We have the moment and variance relationships \mathcal{L}^\prime_r(0) = \bar r and \mathcal{L}^{\prime\prime}_r(0) - (\mathcal{L}^\prime_r(0))^2 = \sigma_r^2, and thus,

    \begin{align*} \mathbb{E}[\text{Var}(\tau|T=t)] &= \mathbb{E}[\text{Var}(t + S)|T=t] \\&= \mathbb{E}[\mathcal{L}^{\prime\prime}(0) - (\mathcal{L}^\prime(0))^2] \\ &= \mathbb{E}\left[ \left(\frac{t\bar r}{\bar f}\right)^2  + \frac{t(\sigma_r^2 + \bar r^2)}{\bar f} - \left(\frac{t\bar r}{\bar f}\right)^2 \right] \\ & =  \mathbb{E}\left[\frac{t(\sigma_r^2 + \bar r^2)}{\bar f}\right] = \frac{\bar t(\sigma_r^2 + \bar r^2)}{\bar f} . \end{align}

The law of total variance gives the desired result,

    \begin{align*} \text{Var}(\tau) &=  \text{Var}(\mathbb{E}(\tau|t) ) + \mathbb{E}[\text{Var}(\tau|t)] \\ & = \left(\frac{\bar r + \bar f}{\bar f}\right)^2\sigma_t^2 + \left(\frac{\bar t}{\bar f}\right) \left(\bar r^2 + \sigma_r^2\right) \end{align}

Notice that the equation for the total variance makes sense in the \bar f \rightarrow \infty limit; the processing time variance becomes the run-time variance. The equation also has the expected ingredients by depending on both the run-time and repair time variance. But the equation also has a bit of a surprise, it depends on the square of the mean repair time, \bar r^2. That dependence leads to an interesting trade-off.

Imagine that we have a setup with fixed \sigma_t, \sigma_r, and \bar t, and fixed \mathbb{E}(\tau) but we are free to choose \bar f and \bar r. That is, for a given mean total processing time, we can choose between a machine that fails frequently with short repair times or we can choose a machine that fails infrequently but with long repair times. Which one would we like, and does it matter since either choice leads to the same mean total processing time? At fixed \mathbb{E}(\tau) we must have,

    \begin{equation*} \left(\frac{\bar f + \bar r}{\bar f}\right)=K,\end{equation}

for some constant K. But since the variance of the total processing time depends on \bar r, different choices of \bar f will lead to different total variance. The graph shows different iso-contours of constant mean total processing time in the total variance/mean time between failure plane. Along the black curve, we see that as the mean total processing time increases, we can minimize the variance by choosing a configuration where the machine fails often but with short repair times.

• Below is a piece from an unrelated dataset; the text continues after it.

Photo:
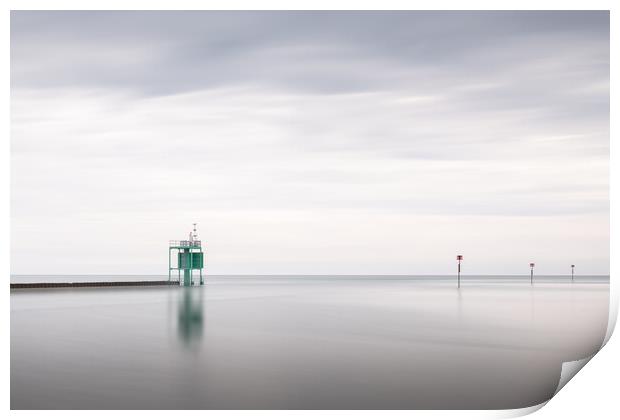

Minimizing total variance as a function of mean time between failures.

Why is this important? Well, in a queue, all else remaining equal, increasing server variance increases the expected queue length. So, in a workflow, if we have to live with interruptions, for the same mean processing time, it’s better to live with frequent short interruptions rather than infrequent long interruptions. The exact trade-offs depend on the details of the problem, but this observation is something that all government data scientists who are focused on improving operations should keep in the back of their mind.